There is always concern of price manipulation. Someone with a large amount of money on both sides of a trade can use their funds to manipulate the markets and thus the price feed. If the amount of money they lose manipulating the markets is less than the amount of money they can gain by manipulating the price feed, then it will be profitable to manipulate the market at the expense of either the BitUSD longs or the shorts. A low-collateralized short that sees a large force-settlement order requested can attempt to manipulate the markets and thus the feed against the BitUSD holder.
The risk of price manipulation is priced into the premium on BitUSD charged by the shorts, and thus should already be priced into the market. If price manipulation became a serious problem that caused very high premiums, then it could be addressed by the price feed producers, who can adopt a moving average over wider time windows to increase the difficulty of short-term manipulation. A variety of algorithms could be used to estimate a “fair price” that keeps BitUSD valued at least $1.00.
In practice, a feed producer can observe the BitUSD-to-USD market as an indicator on which way to adjust the feed. Generally speaking, the strategy that the feed producers adopt for controlling the feed should be public knowledge, because the shorts will ultimately rely on it. For the feed producers to change strategies in unpredictable ways could cause losses to both longs and shorts.

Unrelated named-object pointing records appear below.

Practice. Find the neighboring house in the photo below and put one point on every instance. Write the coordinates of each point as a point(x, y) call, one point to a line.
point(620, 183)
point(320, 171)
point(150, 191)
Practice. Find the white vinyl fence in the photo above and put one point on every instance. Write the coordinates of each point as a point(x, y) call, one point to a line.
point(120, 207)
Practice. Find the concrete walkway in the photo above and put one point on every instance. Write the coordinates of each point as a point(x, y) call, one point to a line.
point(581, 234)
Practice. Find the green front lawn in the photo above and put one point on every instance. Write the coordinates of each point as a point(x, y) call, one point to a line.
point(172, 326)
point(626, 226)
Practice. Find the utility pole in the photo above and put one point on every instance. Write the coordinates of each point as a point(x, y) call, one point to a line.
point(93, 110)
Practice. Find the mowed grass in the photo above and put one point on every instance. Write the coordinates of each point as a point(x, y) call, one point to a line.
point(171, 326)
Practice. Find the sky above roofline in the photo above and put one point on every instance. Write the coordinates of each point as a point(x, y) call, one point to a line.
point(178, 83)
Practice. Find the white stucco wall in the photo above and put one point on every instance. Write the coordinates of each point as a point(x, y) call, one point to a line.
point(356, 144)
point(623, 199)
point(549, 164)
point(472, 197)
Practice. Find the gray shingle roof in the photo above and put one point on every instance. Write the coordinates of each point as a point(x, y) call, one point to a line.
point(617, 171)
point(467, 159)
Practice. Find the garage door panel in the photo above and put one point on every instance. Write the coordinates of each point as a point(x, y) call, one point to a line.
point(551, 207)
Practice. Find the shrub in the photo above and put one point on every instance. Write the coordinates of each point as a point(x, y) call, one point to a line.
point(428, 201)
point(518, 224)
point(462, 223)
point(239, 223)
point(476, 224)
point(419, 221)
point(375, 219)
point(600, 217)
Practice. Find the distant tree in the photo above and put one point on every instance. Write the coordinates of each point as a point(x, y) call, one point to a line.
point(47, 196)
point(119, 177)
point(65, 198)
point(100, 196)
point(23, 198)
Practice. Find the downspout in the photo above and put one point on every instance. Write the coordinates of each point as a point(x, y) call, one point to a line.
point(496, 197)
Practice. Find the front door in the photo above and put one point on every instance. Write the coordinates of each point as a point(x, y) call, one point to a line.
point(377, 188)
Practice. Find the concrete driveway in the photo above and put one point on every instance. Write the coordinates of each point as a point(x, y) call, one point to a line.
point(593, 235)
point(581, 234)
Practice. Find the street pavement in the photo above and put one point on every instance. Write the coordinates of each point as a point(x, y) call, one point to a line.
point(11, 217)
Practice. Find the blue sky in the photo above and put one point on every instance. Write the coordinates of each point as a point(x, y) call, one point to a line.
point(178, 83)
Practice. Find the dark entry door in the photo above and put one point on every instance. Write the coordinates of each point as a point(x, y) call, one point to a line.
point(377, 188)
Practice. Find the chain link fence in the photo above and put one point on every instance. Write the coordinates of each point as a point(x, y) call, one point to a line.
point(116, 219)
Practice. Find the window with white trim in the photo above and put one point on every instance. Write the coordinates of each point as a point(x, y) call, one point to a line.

Black Swans - Extreme Market Conditions
All guarantees of SmartCoins are subject to the caveat that a SmartCoin can never be worth more than the collateral backing the least-collateralized short position. In normal market conditions, the value of the collateral is always more than sufficient, but, from time to time, markets can rapidly revalue the collateral. If this revaluation happens faster than the short positions can be forced to cover, then all SmartCoins are liquidated at the exchange rate of the least collateralized short position. This is similar to an insolvent bank converting its deposits to equity.
The Bond Market
Not every short seller will be happy with the rules offer by SmartCoins. Some may want to borrow for a fixed period of time, with higher leverage, and with no risk of being force-settled. BitShares offers these speculators the option to borrow BitUSD on the bond market at interest. The bond market allows speculators to leverage any asset against any other, while lenders earn interest on collateralized loans. A Bond market is the perfect way for the market to establish a yield curve on SmartCoins and free both sides of the market from dependency on the price feed.
BitShares offers entrepreneurs an opportunity to create their own SmartCoins with custom parameters and price feeds.
User-issued SmartCoin managers can experiment with different parameters such as collateral requirements, price feeds, force settlement delays and forced settlement fees. They also earn the trading fees from transactions the issued asset is involved in, and therefore have a financial incentive to market and promote it on the network. The entrepreneur who can discover and market the best set of parameters can earn a significant profit. The set of parameters that can be tweaked by entrepreneurs is broad enough that SmartCoins can be used to implement a fully functional prediction market with a guaranteed global settlement at a fair price, and no forced settlement before the resolution date.
Some entrepreneurs may want to experiment with SmartCoins that always trade at exactly $1.00 rather than strictly more than $1.00. They can do this by manipulating the forced settlement fee continuously such that the average trading price stays at about $1.00. By default, BitShares prefers fees set by the market, and thus opts to let the price float above $1.00, rather than fixing the price by directly manipulating the forced settlement fee.
SmartCoins are a powerful tool for everyone from speculators and savers, to traders and entrepreneurs. The BitShares platform provides a toolset with which innovators can experiment to find optimal currency solutions using free market discovery.